At some opportune point in the curriculum, I think that students should be introduced to temporal logics and/or process algebras and model checkers so that they see some formal approaches to handling situations for which Z is not very well suited. It is common for students in computer courses to learn about a variety of programming languages and to learn that different languages and development methods are suited for different projects. A GUI is different from a web page which is different from an embedded automatic brake controller. Ideally in an undergraduate course and certainly in a graduate course, a student should also learn about a variety of formal notations and methods. Which one(s) to use depends upon the nature of the problem. We don't want a student to come out as a carpenter with only a hammer in his toolbox, so that every problem looks like a nail.

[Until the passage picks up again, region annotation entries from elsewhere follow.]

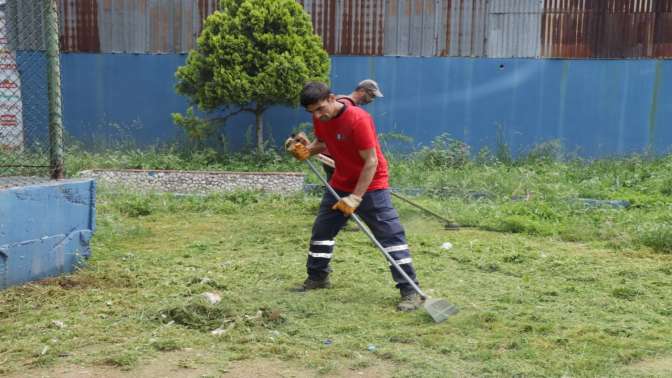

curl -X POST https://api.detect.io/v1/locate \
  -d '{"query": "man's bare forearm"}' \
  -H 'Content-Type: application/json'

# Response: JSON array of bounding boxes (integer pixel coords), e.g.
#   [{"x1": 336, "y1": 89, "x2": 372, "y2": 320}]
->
[
  {"x1": 306, "y1": 139, "x2": 327, "y2": 156},
  {"x1": 352, "y1": 149, "x2": 378, "y2": 197}
]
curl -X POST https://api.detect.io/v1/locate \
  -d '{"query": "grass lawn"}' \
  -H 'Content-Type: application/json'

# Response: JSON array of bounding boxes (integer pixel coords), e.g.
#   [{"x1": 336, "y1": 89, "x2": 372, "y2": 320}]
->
[{"x1": 0, "y1": 191, "x2": 672, "y2": 377}]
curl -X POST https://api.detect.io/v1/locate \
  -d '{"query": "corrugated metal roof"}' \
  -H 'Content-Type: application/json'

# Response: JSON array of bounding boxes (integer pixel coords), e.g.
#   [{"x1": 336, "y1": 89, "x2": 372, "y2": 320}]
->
[
  {"x1": 7, "y1": 0, "x2": 672, "y2": 58},
  {"x1": 541, "y1": 0, "x2": 672, "y2": 58},
  {"x1": 486, "y1": 0, "x2": 544, "y2": 58},
  {"x1": 298, "y1": 0, "x2": 385, "y2": 55}
]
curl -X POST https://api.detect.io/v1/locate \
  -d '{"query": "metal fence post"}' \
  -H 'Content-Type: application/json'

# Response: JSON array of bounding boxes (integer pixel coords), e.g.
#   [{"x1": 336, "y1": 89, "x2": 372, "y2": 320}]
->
[{"x1": 44, "y1": 0, "x2": 64, "y2": 180}]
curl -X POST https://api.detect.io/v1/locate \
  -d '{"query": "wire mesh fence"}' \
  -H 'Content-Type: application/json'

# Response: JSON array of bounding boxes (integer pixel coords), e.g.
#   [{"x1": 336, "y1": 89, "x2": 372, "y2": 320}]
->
[{"x1": 0, "y1": 0, "x2": 63, "y2": 187}]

Another broad aspect of formal methods which students should understand is the economic dimension. This is becoming increasingly significant as formal methods move from academic theory and research prototypes into serious commercial practice. If we use the terminology that engineering = science + economics, I consider formal methods to be part of computer engineering, not computer science. Formal methods are based in mathematics and the technical aspects are clearly scientific. I think that the techniques chosen for a given problem should be efficient as well as effective. I think that the degree to which formal methods should be used is almost entire governed by economics. In many situations at least writing a formal description of a system or critical parts of a system will be worthwhile. In some cases, careful logical analysis using the formalism will be cost effective. For critical systems, for example, those with serious safety, security, or financial risks involved, full proofs in a theorem prover are justified. The general point is that the use of formal methods is not all or nothing. Formalisms can be used in varying degrees and the decision on how much to do should governed by the cost and benefits involved.